Carl Icahn has changed his opinion in his scorched earth campaign against eBay, the e-commerce giant.
The activist investor who is worth billions now wants eBay to have an initial public offering that equals 20% of the PayPal payments division. Prior to this chance of stance, Icahn wanted the company to spinoff the entire unit.
The slight retreat by Icahn comes a month into the campaign he is holding against the management and the company itself, whether the change will give eBay the upper hand in fending off the investor, as its annual meeting for shareholders approaches, is still to play out.
In a preliminary proxy statement on March 11, Icahn proposed that two nominees Jonathan Christodoro and Daniel Ninivaggi to the board of directors at eBay.
In another Icahn proposal, he sought eBay to enter into an agreement with an investment bank in order to spinoff the PayPal unit.
In a letter on Wednesday to management at eBay, Icahn changed his stance, saying that eBay could conduct a 20% IPO for PayPal easily, allowing the business to retain control of 80% of the asset that has been fast growing.
Icahn conceded there are so-called synergies between PayPal and eBay, which would be preserved in an offering that was a minority stake.

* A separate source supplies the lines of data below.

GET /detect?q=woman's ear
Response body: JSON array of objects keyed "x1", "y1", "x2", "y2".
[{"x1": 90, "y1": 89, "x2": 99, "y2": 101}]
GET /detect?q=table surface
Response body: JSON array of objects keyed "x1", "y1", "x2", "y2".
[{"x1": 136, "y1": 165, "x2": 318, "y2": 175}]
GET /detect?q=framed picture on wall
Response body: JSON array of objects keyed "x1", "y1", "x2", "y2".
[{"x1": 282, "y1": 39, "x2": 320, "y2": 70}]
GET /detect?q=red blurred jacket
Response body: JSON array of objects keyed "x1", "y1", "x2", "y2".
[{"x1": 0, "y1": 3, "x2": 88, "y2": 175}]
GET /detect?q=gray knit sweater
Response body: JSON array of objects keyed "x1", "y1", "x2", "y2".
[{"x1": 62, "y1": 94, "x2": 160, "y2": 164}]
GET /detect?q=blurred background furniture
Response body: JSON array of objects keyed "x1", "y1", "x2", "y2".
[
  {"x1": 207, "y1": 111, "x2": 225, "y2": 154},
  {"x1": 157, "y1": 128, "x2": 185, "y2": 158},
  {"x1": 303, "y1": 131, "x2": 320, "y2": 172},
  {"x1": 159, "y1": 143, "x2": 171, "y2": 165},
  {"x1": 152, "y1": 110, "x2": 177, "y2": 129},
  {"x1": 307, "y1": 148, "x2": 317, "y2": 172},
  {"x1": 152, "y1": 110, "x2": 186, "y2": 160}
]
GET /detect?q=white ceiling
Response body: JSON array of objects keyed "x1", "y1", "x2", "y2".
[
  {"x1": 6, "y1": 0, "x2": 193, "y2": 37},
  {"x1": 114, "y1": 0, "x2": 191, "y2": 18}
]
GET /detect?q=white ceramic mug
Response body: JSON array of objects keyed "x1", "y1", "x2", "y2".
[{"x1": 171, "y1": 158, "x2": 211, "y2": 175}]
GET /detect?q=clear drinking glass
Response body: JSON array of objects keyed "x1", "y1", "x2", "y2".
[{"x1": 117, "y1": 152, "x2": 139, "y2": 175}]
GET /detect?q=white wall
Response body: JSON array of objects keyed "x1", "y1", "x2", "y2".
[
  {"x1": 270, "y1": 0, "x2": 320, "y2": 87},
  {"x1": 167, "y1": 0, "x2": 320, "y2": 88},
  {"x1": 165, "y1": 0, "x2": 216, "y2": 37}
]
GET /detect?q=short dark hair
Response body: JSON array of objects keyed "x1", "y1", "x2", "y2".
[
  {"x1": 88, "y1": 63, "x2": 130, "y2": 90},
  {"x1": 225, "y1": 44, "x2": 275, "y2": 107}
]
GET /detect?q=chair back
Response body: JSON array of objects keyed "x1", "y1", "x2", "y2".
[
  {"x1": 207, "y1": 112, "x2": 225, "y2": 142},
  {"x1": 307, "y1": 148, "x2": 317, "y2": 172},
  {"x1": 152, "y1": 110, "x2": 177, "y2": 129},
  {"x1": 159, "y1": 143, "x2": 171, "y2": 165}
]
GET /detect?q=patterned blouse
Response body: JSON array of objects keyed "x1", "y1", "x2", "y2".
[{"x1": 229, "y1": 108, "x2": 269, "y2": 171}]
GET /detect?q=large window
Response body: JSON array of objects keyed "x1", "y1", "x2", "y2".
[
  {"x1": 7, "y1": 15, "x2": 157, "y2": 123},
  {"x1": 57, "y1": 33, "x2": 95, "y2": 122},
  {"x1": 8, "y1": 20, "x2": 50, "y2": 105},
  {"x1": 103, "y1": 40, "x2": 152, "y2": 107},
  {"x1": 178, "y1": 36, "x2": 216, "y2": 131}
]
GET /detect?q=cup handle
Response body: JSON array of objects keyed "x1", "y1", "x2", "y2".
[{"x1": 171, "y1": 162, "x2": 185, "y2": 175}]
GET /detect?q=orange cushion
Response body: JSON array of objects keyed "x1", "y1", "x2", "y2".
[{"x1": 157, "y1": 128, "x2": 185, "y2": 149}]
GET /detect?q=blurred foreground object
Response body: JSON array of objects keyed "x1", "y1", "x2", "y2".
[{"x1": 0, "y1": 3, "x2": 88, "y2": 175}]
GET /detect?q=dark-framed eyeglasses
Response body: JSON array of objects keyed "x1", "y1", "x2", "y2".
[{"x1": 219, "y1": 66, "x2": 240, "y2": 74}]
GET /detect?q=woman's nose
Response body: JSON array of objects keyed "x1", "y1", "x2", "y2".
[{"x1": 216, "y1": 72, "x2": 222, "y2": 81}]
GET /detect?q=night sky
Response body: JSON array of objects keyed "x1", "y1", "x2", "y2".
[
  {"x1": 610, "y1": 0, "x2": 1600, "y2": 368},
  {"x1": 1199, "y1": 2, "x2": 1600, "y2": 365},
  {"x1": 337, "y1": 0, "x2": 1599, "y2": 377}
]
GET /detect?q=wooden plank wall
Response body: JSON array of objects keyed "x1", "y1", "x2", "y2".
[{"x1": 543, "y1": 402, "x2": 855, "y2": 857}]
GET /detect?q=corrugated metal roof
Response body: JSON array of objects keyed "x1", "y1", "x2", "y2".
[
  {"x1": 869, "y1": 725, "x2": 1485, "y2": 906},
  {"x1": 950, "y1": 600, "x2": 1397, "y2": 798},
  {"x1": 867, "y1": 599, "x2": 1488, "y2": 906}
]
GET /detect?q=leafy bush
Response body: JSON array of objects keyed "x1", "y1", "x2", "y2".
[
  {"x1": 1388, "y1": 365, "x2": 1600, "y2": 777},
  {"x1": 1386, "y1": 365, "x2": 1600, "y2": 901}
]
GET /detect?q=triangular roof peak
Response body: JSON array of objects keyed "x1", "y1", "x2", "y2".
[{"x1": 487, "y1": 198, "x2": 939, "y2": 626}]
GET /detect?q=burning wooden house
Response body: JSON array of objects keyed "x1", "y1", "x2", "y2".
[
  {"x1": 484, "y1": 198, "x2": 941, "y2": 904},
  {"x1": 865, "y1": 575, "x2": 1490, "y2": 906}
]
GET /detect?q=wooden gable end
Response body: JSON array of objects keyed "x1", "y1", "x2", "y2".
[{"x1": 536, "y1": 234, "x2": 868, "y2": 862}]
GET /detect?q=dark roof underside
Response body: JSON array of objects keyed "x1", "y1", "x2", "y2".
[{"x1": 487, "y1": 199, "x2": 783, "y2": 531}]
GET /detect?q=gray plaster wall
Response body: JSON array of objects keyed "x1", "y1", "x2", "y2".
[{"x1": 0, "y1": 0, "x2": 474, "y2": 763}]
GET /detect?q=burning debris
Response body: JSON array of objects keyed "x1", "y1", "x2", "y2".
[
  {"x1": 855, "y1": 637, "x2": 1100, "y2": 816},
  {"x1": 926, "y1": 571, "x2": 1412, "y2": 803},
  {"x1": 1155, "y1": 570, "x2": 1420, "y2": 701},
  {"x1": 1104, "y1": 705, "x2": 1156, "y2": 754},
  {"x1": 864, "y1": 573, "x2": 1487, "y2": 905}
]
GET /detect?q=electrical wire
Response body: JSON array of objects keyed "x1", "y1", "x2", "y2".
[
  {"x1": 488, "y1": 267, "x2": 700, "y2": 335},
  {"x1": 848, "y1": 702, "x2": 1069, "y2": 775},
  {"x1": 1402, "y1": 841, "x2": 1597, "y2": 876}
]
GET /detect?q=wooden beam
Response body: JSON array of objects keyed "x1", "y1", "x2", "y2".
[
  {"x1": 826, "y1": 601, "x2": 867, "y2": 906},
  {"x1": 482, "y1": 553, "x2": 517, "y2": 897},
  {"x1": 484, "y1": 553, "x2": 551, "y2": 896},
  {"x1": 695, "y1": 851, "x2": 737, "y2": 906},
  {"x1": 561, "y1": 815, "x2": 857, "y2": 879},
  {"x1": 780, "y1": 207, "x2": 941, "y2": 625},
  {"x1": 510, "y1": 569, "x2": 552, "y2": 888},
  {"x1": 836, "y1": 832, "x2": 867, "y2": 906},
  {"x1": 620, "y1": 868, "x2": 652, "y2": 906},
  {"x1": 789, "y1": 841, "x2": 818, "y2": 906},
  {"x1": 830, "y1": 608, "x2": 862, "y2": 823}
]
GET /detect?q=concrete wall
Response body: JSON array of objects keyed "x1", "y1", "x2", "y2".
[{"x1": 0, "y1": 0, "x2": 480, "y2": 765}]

Icahn in this letter also seemed to indicate that the market position for PayPal might be better than his previous letters in which he compared the unit at eBay to fallen stars such as Eastman Kodak.
He wrote that luckily for eBay’s unit PayPal, competition such as Apple, Google and others do not have a comparable scale or product offerings.
The positive, to a point, comments contrasted with a letter released earlier this week by the activist which said that if it was left as eBay division, PayPal might well be headed in the direction of other tech greats like Kodak, Blackberry, Polaroid, Dell, Xerox, Nintendo, Sony AOL and Palm.
On Wednesday, Icahn said a partial PayPal IPO would highlight its value, provide the division with a focused and independent management team, money for top hires and acquisitions, while maintaining the synergies of the current structure of eBay.